A wrinkle in the patent eligibility framework is Ariosa v Sequenom. In Ariosa the Federal Circuit found that a claim directed to a method of detecting a paternally inherited nucleic acid in a blood sample was not patent-eligible. The court found all the active steps to be conventional because of the lack of an inventive element: nucleated cell populations had been removed before and DNA amplified before. However, the claim did not include a final administration step, and thus, was arguably distinguishable from Classen.
It is unclear how effective an administrative step will continue to be. It may be that a diagnostic claim requires an inventive, non-obvious element past the disclosed diagnostic correlation. However, it may be that Classen is still good law and that integrating the exception by a physical action is acceptable.
The takeaway is that antibody products, compositions and methods remain very much patent-eligible. For antibody products, applicants should not present a claim that could be interpreted so broadly as to encompass a natural antibody.
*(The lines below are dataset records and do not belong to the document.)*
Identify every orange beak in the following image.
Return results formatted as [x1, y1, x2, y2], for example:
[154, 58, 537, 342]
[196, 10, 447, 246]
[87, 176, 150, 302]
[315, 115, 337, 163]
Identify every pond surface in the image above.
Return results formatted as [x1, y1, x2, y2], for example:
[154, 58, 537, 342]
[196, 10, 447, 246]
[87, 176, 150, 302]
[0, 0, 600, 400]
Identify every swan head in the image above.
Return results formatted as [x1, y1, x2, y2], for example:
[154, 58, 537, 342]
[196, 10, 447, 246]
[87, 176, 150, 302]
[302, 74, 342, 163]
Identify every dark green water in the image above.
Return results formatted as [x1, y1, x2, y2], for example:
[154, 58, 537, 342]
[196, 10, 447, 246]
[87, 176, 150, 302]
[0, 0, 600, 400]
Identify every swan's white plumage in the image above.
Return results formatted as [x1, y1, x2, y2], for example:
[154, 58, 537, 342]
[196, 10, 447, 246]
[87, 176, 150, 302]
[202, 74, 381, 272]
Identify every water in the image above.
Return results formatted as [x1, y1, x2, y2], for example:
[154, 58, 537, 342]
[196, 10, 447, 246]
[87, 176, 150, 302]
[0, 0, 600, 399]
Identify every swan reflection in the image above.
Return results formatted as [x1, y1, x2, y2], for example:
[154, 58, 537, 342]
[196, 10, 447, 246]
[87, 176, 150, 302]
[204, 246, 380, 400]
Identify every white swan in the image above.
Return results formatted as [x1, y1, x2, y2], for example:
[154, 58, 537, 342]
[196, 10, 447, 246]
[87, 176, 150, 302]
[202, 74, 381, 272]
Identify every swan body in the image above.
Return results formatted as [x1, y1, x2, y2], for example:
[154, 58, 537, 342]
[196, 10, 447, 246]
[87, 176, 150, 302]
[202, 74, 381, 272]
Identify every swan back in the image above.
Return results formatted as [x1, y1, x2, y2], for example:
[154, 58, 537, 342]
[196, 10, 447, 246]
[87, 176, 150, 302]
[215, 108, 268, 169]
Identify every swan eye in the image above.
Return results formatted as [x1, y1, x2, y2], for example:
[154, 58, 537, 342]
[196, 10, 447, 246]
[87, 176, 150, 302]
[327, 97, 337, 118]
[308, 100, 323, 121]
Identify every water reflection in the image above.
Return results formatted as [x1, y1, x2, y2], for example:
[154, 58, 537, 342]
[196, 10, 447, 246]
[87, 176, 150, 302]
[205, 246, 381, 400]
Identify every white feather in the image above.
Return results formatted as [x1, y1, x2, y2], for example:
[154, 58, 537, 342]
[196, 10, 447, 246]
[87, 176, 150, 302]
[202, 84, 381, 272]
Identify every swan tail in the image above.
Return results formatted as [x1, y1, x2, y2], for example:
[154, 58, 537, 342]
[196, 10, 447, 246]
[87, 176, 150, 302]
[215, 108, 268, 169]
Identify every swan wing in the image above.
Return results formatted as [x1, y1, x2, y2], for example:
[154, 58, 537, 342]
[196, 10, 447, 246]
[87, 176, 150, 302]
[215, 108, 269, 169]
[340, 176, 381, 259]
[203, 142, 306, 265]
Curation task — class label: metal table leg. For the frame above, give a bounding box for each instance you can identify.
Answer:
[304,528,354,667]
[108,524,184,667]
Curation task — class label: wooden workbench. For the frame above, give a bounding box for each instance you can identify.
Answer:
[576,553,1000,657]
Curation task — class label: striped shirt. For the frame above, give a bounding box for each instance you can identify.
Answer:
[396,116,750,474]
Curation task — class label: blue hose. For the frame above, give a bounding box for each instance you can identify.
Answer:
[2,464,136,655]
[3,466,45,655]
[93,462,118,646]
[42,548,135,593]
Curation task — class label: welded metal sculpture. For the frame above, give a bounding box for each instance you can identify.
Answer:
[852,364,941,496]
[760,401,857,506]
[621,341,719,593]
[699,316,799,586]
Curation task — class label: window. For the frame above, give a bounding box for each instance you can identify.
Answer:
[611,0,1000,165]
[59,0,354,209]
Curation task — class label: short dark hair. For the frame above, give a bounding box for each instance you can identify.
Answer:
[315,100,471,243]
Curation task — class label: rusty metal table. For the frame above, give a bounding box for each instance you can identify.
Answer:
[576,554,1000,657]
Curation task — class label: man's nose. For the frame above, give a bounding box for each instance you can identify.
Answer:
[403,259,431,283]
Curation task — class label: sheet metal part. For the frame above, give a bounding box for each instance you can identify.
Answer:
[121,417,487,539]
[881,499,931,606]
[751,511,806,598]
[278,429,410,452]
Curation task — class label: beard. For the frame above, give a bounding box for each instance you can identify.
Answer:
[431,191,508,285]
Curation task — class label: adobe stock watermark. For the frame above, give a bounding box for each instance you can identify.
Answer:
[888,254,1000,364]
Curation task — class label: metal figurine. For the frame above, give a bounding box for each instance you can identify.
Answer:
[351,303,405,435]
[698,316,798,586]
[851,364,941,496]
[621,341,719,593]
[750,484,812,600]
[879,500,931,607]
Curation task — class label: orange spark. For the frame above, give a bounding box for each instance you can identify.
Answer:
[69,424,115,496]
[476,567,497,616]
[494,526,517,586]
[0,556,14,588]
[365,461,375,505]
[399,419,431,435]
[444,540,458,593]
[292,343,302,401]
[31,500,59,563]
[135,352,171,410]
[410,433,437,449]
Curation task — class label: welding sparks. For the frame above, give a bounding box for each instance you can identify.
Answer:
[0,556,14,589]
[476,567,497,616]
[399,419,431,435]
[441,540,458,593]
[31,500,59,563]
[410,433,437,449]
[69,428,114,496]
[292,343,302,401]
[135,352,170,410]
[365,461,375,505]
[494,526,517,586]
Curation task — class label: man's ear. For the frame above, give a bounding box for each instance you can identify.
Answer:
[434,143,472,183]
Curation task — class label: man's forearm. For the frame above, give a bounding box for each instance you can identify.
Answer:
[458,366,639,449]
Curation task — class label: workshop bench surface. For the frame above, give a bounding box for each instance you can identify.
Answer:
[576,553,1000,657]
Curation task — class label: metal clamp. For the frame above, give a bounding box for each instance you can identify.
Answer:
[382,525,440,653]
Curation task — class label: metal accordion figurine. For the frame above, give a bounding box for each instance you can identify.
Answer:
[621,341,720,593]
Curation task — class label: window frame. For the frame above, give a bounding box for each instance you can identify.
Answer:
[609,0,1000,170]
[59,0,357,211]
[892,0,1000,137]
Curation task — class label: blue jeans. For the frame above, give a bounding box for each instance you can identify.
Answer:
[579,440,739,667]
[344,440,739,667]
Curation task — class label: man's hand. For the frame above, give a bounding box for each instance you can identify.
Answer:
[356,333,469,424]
When claiming an antibody product, specify the complementarity-determining regions and/or provide in a non-natural form, eg, chimera or with preservative.
The chances for meaningful protection of antibody composition claims can be significantly improved by describing in the specification and including in the claims preservatives, adjuvants, and other additives that functionally change the nature of the composition as compared to an isolated antibody.
The chances for obtaining meaningful patent protection for antibody diagnostic methods can be improved by including a description of specific antibodies that execute the diagnostic method, a description of critical epitopes that provide for superior inventive detection, and a description of an administration schedule.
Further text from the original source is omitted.